Statistics: Yearly age-sex incidence rates (IR) and Kaplan Meier curves to assess the duration and drug discontinuation. Adjusted and unadjusted IR of AEs, Hazard Ratios (95% confidence intervals (CI)) using Cox proportional hazard models, and Odds Ratios (95% CI) using nested case-control analysis with conditional logistic regression will be assessed. Each case will be matched (age, sex, Charlson Comorbidity Index and socioeconomic status) with up to 10 controls.
Expected results: With this large population-based cohort study based on routinely collected primary care data with hospital linkage we expect to provide an in-depth characterization of the population that uses any of the currently commercialised antidementia drugs. Because we are using routinely collected real-world information, which differs from the information gathered in randomized controlled trials, we will be able to provide a more accurate picture of the patients that finally receive the drugs to treat dementia. We will also analyse the proportion of patients with a ‘prescription cascade’ and this will contribute to the identification of adverse events that have been misclassified as new medical conditions. Finally, the comparative safety study carried out will inform us about the risk of adverse events between users and non-users of antidementia drugs. Given the increasing availability of non-pharmacological treatments to treat dementia, this information will help clinicians to assess the risk-benefit of these drugs. The other comparative safety studies, between acetylcholinesterase inhibitors versus N-methyl-D-aspartate receptor antagonists and between galantamine and donepezil versus rivastigmine will also contribute to decision making of clinicians and can be the base of other prospective head-to-head comparison studies.

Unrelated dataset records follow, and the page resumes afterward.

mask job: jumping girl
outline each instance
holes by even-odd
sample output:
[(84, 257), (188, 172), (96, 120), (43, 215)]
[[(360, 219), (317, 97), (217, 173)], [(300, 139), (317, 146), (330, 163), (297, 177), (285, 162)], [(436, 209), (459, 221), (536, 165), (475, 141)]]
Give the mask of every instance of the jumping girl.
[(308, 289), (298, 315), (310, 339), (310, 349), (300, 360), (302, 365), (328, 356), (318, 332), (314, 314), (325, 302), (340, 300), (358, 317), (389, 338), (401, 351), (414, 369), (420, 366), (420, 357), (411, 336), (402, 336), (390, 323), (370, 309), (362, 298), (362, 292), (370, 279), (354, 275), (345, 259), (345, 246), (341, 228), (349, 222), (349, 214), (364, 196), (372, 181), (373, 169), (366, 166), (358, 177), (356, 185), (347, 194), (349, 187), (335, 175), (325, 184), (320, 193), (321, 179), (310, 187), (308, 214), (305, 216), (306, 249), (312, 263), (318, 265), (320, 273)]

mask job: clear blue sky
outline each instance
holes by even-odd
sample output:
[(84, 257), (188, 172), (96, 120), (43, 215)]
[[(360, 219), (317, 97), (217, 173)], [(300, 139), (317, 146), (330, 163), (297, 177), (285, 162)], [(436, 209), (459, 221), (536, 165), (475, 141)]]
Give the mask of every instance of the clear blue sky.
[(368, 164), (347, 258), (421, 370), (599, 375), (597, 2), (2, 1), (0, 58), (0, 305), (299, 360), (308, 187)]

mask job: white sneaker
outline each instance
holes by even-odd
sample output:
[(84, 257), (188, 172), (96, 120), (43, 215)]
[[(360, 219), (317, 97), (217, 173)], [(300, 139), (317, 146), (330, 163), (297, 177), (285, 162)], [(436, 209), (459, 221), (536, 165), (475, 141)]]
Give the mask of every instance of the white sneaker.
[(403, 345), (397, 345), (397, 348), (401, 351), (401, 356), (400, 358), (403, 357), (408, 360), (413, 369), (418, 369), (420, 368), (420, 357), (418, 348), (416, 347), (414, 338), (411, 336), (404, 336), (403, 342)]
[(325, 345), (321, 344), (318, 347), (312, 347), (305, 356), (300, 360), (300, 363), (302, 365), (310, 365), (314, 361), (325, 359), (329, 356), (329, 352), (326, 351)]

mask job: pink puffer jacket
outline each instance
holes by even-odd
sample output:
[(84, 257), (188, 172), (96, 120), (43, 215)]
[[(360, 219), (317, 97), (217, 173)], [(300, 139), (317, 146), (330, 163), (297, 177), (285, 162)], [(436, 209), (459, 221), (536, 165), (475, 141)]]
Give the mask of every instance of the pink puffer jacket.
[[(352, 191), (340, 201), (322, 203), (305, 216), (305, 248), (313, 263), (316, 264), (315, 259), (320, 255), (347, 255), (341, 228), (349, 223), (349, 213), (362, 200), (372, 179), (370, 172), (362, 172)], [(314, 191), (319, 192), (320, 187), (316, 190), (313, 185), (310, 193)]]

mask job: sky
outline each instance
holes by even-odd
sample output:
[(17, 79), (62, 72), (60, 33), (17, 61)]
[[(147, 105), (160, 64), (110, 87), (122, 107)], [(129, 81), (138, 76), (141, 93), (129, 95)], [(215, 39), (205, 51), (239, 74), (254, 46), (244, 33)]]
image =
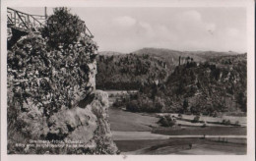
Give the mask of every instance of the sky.
[[(43, 8), (17, 8), (44, 14)], [(52, 8), (47, 8), (48, 15)], [(245, 8), (71, 8), (86, 22), (99, 51), (133, 52), (145, 47), (180, 51), (246, 52)]]

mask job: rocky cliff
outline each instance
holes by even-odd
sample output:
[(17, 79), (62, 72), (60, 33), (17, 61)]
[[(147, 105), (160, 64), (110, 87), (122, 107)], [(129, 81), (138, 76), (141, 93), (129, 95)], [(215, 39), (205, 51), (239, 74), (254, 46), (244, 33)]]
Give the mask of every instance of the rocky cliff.
[[(108, 95), (96, 91), (96, 49), (86, 34), (65, 49), (50, 49), (31, 33), (8, 51), (8, 153), (117, 152), (107, 121)], [(35, 147), (38, 141), (58, 145), (52, 140), (65, 146)], [(70, 141), (80, 145), (69, 147)]]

Relevance and aplicability: Population-based cohort studies that use routinely collected health care data have gained importance in the last years because of their ability to provide evidence that could not be generated through randomized controlled trials. This is more important in pharmacoepidemiology given that subjects that are included in the pivotal trials of the drugs usually differ greatly from the overall population that finally receives the medication. The ageing of the populations foresees an increase in the cognitive related disorders including dementia and Alzheimer disease. Although the actual medications to treat dementia (rivastigmine, galantamine, donepezil and memantine) were commercialized more than a decade ago, few are the studies that have analysed their real-world adverse effects at a population level, none of them in Spain, and even fewer are the ones that have done this comparing the different medications. Regardless of the new therapies that are being recently developed to treat dementia the great burden of the treatment still relies on these four medications and therefore is it necessary to fully identify, describe in depth the patients that are using these drugs. The comparative safety analysis results will help health care providers and clinicians to assess the risk-benefits of these drugs to avoid future adverse events or better target patients who receive medication. At last, this can also be a hypothesis generating study given that it will help identify the characteristics of the population at an increased risk of adverse events which could help design future antidementia drug studies.